I am running a notebook on Databricks using runtime version 10.4 LTS and Spark 3
sc.sequenceFile[NullWritable, BytesWritable](concatUris)
.map(b => {
val msg: Array[Byte] = b._2.copyBytes()
val feed: a_feed = a_feed.parseFrom(msg)
val properties = feed.toPMessage.value
.map { case (key, value) =>
key.name -> (value match {
case i: PInt => i.value
case l: PLong => l.value
case s: PString => s.value
case d: PDouble => d.value
case f: PFloat => f.value
case b: PByteString => b.value
case c: PBoolean => c.value
case e: PEnum => e.value.name
case other => other.toString()
})
}
(uid, properties + ("user_id" -> uid))
})
A more extended stack trace:
Caused by: UnsatisfiedLinkError: org.apache.hadoop.shaded.org.xerial.snappy.SnappyNative.rawUncompress(Ljava/nio/ByteBuffer;IILjava/nio/ByteBuffer;I)I
at org.apache.hadoop.shaded.org.xerial.snappy.SnappyNative.rawUncompress(Native Method)

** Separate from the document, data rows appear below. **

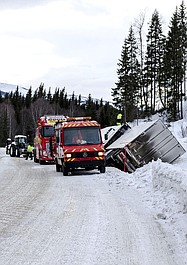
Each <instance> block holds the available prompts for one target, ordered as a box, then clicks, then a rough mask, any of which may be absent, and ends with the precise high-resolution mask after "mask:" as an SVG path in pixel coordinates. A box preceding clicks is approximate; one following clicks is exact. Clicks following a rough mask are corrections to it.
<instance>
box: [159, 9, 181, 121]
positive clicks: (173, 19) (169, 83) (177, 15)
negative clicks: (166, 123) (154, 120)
mask: <svg viewBox="0 0 187 265" xmlns="http://www.w3.org/2000/svg"><path fill="white" fill-rule="evenodd" d="M181 33H182V32H181V26H180V16H179V13H178V8H176V10H175V12H174V14H173V16H172V18H171V21H170V26H169V32H168V36H167V40H166V50H165V56H164V72H165V77H166V79H167V83H166V82H165V83H166V84H167V107H168V113H169V120H172V121H176V120H178V119H179V118H180V111H179V101H180V100H181V96H182V95H181V83H182V81H183V77H184V59H183V49H182V35H181Z"/></svg>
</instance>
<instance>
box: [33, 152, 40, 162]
mask: <svg viewBox="0 0 187 265" xmlns="http://www.w3.org/2000/svg"><path fill="white" fill-rule="evenodd" d="M34 162H35V163H38V162H39V160H38V159H37V158H36V154H34Z"/></svg>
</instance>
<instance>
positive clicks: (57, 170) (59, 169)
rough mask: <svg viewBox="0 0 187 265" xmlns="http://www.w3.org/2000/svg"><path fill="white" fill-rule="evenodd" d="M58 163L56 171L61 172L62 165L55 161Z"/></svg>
mask: <svg viewBox="0 0 187 265" xmlns="http://www.w3.org/2000/svg"><path fill="white" fill-rule="evenodd" d="M55 163H56V172H60V171H61V166H60V165H59V164H57V162H56V161H55Z"/></svg>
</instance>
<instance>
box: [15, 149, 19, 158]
mask: <svg viewBox="0 0 187 265" xmlns="http://www.w3.org/2000/svg"><path fill="white" fill-rule="evenodd" d="M16 157H20V152H19V149H16Z"/></svg>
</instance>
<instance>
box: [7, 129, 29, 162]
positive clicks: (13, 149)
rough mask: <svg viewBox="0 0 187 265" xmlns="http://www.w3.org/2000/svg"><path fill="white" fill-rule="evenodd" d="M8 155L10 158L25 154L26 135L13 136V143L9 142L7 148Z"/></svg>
mask: <svg viewBox="0 0 187 265" xmlns="http://www.w3.org/2000/svg"><path fill="white" fill-rule="evenodd" d="M9 154H10V156H11V157H20V156H22V155H23V156H25V155H26V154H27V136H26V135H21V134H18V135H15V136H14V141H13V142H11V144H10V147H9Z"/></svg>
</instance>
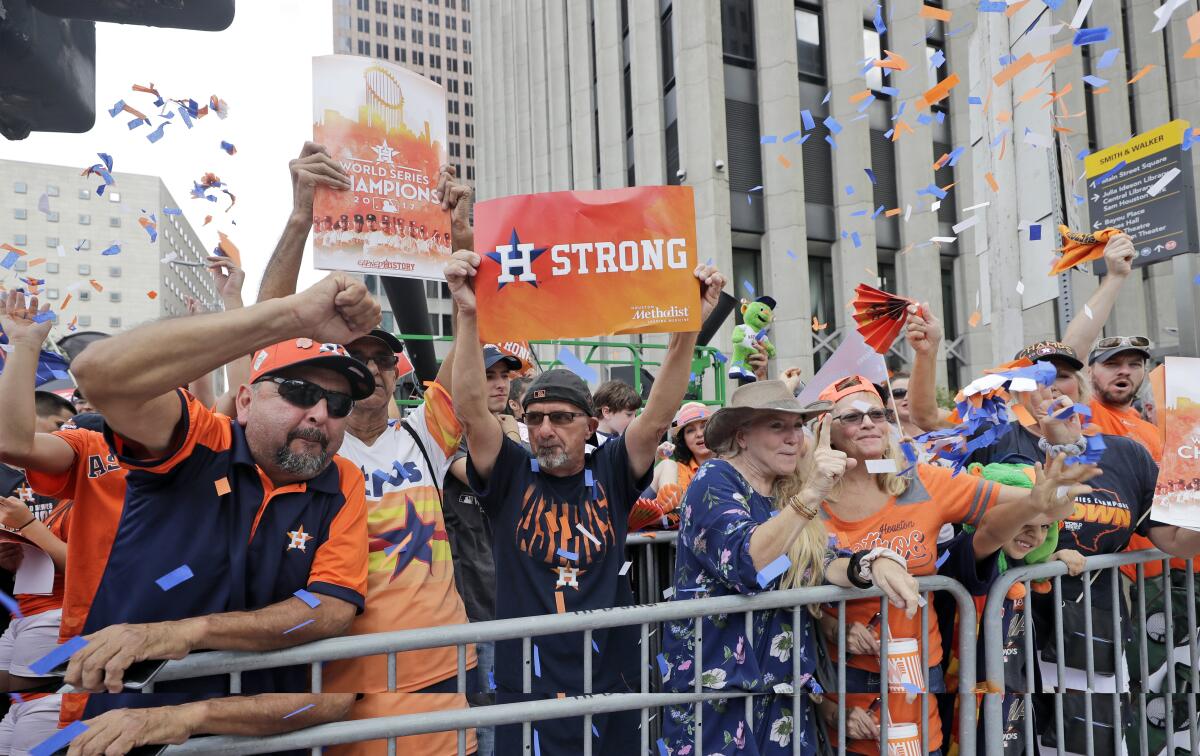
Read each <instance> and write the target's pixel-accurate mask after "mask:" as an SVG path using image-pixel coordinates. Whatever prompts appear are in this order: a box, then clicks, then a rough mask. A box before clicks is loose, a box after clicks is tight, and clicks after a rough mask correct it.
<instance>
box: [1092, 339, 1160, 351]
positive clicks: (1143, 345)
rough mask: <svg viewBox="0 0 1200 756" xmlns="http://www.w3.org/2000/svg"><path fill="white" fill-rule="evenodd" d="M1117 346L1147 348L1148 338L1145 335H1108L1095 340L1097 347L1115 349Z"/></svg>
mask: <svg viewBox="0 0 1200 756" xmlns="http://www.w3.org/2000/svg"><path fill="white" fill-rule="evenodd" d="M1117 347H1136V348H1139V349H1148V348H1150V340H1148V338H1146V337H1145V336H1108V337H1105V338H1102V340H1099V341H1098V342H1096V348H1097V349H1115V348H1117Z"/></svg>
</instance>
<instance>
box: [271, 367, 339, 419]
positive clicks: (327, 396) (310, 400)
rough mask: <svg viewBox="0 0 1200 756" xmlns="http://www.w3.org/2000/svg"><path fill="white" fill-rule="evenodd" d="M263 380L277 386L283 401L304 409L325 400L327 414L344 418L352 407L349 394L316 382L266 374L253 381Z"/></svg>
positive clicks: (315, 406) (312, 405) (278, 390)
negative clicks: (254, 380) (333, 388)
mask: <svg viewBox="0 0 1200 756" xmlns="http://www.w3.org/2000/svg"><path fill="white" fill-rule="evenodd" d="M263 382H270V383H274V384H275V385H276V386H278V391H280V396H282V397H283V398H284V401H287V402H288V403H289V404H295V406H296V407H302V408H304V409H308V408H310V407H316V406H317V402H319V401H320V400H325V407H326V408H328V409H329V415H330V416H331V418H344V416H346V415H348V414H350V410H352V409H354V400H353V398H350V395H349V394H342V392H341V391H330V390H329V389H326V388H324V386H318V385H317V384H314V383H308V382H307V380H300V379H299V378H280V377H278V376H268V377H265V378H260V379H258V380H256V382H254V383H263Z"/></svg>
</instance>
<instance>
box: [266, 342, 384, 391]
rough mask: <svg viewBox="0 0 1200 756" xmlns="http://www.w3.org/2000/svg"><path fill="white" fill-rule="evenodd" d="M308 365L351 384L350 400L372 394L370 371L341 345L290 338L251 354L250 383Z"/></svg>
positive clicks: (373, 379) (372, 378)
mask: <svg viewBox="0 0 1200 756" xmlns="http://www.w3.org/2000/svg"><path fill="white" fill-rule="evenodd" d="M300 365H310V366H312V367H323V368H326V370H331V371H334V372H335V373H338V374H341V376H346V379H347V380H349V383H350V397H352V398H354V400H364V398H367V397H368V396H371V395H372V394H374V378H373V377H372V376H371V370H370V368H368V367H367V366H366V365H364V364H362V362H359V361H358V360H355V359H354V358H352V356H350V353H349V352H347V350H346V347H343V346H342V344H332V343H325V344H320V343H317V342H314V341H313V340H311V338H289V340H287V341H281V342H278V343H276V344H271V346H270V347H264V348H262V349H259V350H258V352H256V353H254V356H253V359H252V360H251V364H250V382H251V383H256V382H257V380H259V379H260V378H263V377H264V376H271V374H274V373H277V372H280V371H281V370H284V368H288V367H298V366H300Z"/></svg>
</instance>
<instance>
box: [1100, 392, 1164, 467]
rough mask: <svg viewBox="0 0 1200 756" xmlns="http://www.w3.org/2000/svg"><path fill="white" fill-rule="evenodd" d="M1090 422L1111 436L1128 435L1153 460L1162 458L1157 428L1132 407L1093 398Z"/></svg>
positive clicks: (1128, 436) (1100, 430)
mask: <svg viewBox="0 0 1200 756" xmlns="http://www.w3.org/2000/svg"><path fill="white" fill-rule="evenodd" d="M1090 407H1091V408H1092V422H1093V424H1094V425H1096V426H1098V427H1099V428H1100V431H1102V432H1104V433H1109V434H1111V436H1128V437H1129V438H1132V439H1134V440H1135V442H1138V443H1139V444H1141V445H1142V446H1145V448H1146V449H1147V450H1148V451H1150V456H1152V457H1154V462H1158V461H1159V460H1162V458H1163V442H1162V439H1160V438H1159V437H1158V428H1157V427H1154V426H1153V425H1151V424H1148V422H1146V421H1145V420H1142V419H1141V415H1139V414H1138V410H1136V409H1134V408H1133V407H1124V408H1120V407H1112V406H1111V404H1105V403H1104V402H1102V401H1100V400H1098V398H1093V400H1092V403H1091V404H1090Z"/></svg>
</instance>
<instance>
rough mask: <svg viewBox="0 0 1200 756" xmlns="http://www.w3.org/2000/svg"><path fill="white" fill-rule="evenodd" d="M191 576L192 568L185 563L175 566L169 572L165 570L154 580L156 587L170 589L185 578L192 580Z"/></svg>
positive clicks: (191, 574) (183, 581)
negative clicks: (156, 586)
mask: <svg viewBox="0 0 1200 756" xmlns="http://www.w3.org/2000/svg"><path fill="white" fill-rule="evenodd" d="M192 577H194V575H192V568H190V566H187V565H186V564H185V565H182V566H178V568H175V569H174V570H172V571H170V572H167V574H166V575H163V576H162V577H160V578H158V580H156V581H155V582H156V583H158V587H160V588H162V589H163V590H170V589H172V588H174V587H175V586H178V584H179V583H181V582H184V581H187V580H192Z"/></svg>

at org.apache.hadoop.shaded.org.xerial.snappy.Snappy.uncompress(Snappy.java:551)
at org.apache.hadoop.io.compress.snappy.SnappyDecompressor.decompressDirectBuf(SnappyDecompressor.java:267)
at org.apache.hadoop.io.compress.snappy.SnappyDecompressor.decompress(SnappyDecompressor.java:217)
at org.apache.hadoop.io.compress.BlockDecompressorStream.decompress(BlockDecompressorStream.java:88)
at org.apache.hadoop.io.compress.DecompressorStream.read(DecompressorStream.java:105)
at org.apache.hadoop.io.compress.DecompressorStream.read(DecompressorStream.java:92)
I have tried to install different version of org.xerial.snappy:snappy-java:<version>:jar but to no avail.
I can only install libraries on the Databricks cluster using the Compute>Libraries tab and uploading them and I am not sure if they're install throughout the cluster (driver+executors) or only on one of the two.